No que diz respeito a este fracassado Projeto Vencer, entretanto, uma dúvida permanece: quanto ganham os profissionais contratados para geri-lo? Durante a vigência deste plano destrutivo, quais foram os gastos do Coritiba para mantê-lo? Qual é, atualmente, a situação financeira do clube e como esta se encontra quando defrontada com a condição em que a diretoria encontrou quando assumiu o Coritiba? O ano acabou da pior maneira possível. Briga vexatória no gramado, confronto de torcedores com policiais e a interdição do Couto Pereira, depredado e destruído por bandidos disfarçados de torcedores.
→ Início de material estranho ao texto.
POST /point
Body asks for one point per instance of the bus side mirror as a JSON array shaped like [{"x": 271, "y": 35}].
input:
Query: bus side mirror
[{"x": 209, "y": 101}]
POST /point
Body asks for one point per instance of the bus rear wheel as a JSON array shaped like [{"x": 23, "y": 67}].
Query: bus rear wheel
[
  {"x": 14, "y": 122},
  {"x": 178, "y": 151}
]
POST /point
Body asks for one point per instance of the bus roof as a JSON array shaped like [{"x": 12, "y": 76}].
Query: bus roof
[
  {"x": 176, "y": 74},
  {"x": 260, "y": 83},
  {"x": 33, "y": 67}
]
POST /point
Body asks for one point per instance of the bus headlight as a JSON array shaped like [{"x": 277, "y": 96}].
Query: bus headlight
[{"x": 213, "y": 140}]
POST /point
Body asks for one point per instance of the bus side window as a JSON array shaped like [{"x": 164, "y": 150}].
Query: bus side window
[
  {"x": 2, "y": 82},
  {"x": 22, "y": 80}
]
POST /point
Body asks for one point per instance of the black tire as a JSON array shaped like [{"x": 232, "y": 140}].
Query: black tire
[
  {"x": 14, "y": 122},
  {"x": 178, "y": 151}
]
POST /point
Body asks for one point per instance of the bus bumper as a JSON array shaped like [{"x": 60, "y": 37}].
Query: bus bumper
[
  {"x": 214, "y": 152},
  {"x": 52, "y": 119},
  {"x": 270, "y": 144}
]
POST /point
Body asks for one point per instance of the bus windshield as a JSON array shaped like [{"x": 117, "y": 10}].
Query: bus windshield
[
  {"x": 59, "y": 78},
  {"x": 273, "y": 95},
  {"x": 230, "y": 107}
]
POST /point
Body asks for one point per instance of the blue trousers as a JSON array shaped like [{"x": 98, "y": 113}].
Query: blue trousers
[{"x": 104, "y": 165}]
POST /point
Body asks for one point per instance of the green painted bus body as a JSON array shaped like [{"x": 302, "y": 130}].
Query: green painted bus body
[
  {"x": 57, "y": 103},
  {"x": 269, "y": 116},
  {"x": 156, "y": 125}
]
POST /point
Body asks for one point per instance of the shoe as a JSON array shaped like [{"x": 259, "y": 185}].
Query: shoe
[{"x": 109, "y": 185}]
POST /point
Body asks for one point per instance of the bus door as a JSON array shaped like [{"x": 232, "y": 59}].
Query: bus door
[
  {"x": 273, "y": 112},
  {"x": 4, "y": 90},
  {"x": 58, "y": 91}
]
Terminaram os primeiros cem anos do Coritiba Foot Ball Club. O presidente Jair Cirino e sua diretoria nada têm para se orgulhar depois destes dois anos de gestão. Muito pouco ou nada acrescentaram ao Coritiba, senão dívidas e fracassos em campo. Por todos os erros apontados neste discurso, e pela falta de clima para que Jair Cirino e seus aliados permaneçam no comando do clube, nós torcedores pedimos a renúncia de todos os membros da diretoria, bem como de todos os atuais conselheiros do clube, coniventes com a desastrosa situação atual do Coxa. Pedimos, ainda, a instauração de eleições diretas na primeira semana de Janeiro de 2010, para que os sócios adimplentes do clube possam eleger uma nova chapa presidencial e novos conselheiros. Dentro do contexto democrático que deve nortear a vida política Coxa-Branca, os conselheiros atuais, bem como a atual diretoria do Coritiba, poderão se candidatar a uma possível reeleição, caso assim o desejem.

A atual diretoria ficará em pleno poder até o dia das eleições diretas, marcado para oito de Janeiro de 2010. Terminaram os primeiros cem anos do Coritiba. É preciso guardar carinhosamente as nossas gloriosas conquistas do passado e olhar exclusivamente para o futuro. Nós, torcedores, não nos contentaremos mais em vangloriar-se das conquistas de heróis coritibanos de outros tempos, mas lutaremos incisivamente para alcançarmos novas conquistas num futuro próximo. Começaram os próximos cem anos!